[i]Çok şey istemedim ki sevdiğim [/i]
[i]
Dudaklarıma kırçiçekli ilkbahar
Göz bebeklerime
Mavi düşlerimizin gerçekleşmiş
sevda portresi...
Oysa şimdi...
Şimdi zamansız gidişine içim içim yanarken
yüreğime düşen ateşi söndürüyor gözyaşlarım
küllerinden bir daha sevda doğmasın
Sen olmasın çabasıyla en kararlısından..
...
Oysa nisan yağmurunun ıslak dudağı öpecekti sevdamızı
yüreğimin özgür duygulara açtığı gamzelerinde..

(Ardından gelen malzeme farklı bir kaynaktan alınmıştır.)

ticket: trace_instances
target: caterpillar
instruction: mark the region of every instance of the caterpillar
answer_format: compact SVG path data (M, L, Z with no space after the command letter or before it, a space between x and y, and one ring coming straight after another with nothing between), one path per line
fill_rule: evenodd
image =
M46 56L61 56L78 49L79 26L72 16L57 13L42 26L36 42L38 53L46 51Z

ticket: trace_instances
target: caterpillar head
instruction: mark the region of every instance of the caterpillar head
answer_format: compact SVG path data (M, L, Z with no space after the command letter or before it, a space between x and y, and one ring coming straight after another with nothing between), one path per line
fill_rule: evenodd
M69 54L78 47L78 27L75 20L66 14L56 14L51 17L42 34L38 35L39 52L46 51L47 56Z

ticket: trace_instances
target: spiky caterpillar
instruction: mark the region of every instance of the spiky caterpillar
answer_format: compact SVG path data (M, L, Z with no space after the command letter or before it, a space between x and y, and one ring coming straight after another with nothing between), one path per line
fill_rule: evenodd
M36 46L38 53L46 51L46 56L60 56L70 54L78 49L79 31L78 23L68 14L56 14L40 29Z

nasırlaşmış yüreklerimize ilkbaharı getirecekti
yağmurlarının bereketiyle...
...
Daha düne kadar
nasılda inanmıştık kimsesizliklerimize kimse olduk diye
nasıl da bağlamıştık umudun renklerine
....
yüreğimizle aşkımıza yola çıkarken
öksüz duygularımıza çare biziz deyip de
takmayacaktık bizden ötekilerini
sevgiye umudun teselli sözlerini
nasıl da inandırmıştık kendimize ..
Aslında ben yeri göğü inletmek isterdim
öfkemin ağırlığını kaldırmak için yürek bendimden
insan kendi elleri ile mavilere kara çalar mı be gözüm
hırçın çocuğun sinirlendiğinde o güzel resmi bozmasının şımarık sevinci gibi
...
şiirin harflerini öldüre bilir mi gökyüzünde ki yıldızları koparmak gibi
ya da
güneşin önüne perde çekebilir mi gözüm
üstelik bu bahar mevsiminde iliklerine kadar üşürken
kapatmak evime giren pencerenin perdelerini
bu kadar kara yalnızlıkları kaybedişleri ile beraberinde getirmişken
aydınlığa kucak açmak varken..
...
İstanbul yeni bir severek ayrılanlar hikayesine
sessizce tanıklık yapıyor..
bir başka bahara kaldı gül kokulu sevinçlerim
...
şimdi uykularımın katili oldu özgürlük düşmanlarım
denizimi kuruttular kulaç atamıyorum sevdama
güneşimi kapadılar üşüyorum bu ilkbaharda
müziklerimi susturdular sevdaya dair
üstelik şiirlerimin harflerini de çaldılar ben değil
[SIZE=4]onlar da suçlu…[/SIZE]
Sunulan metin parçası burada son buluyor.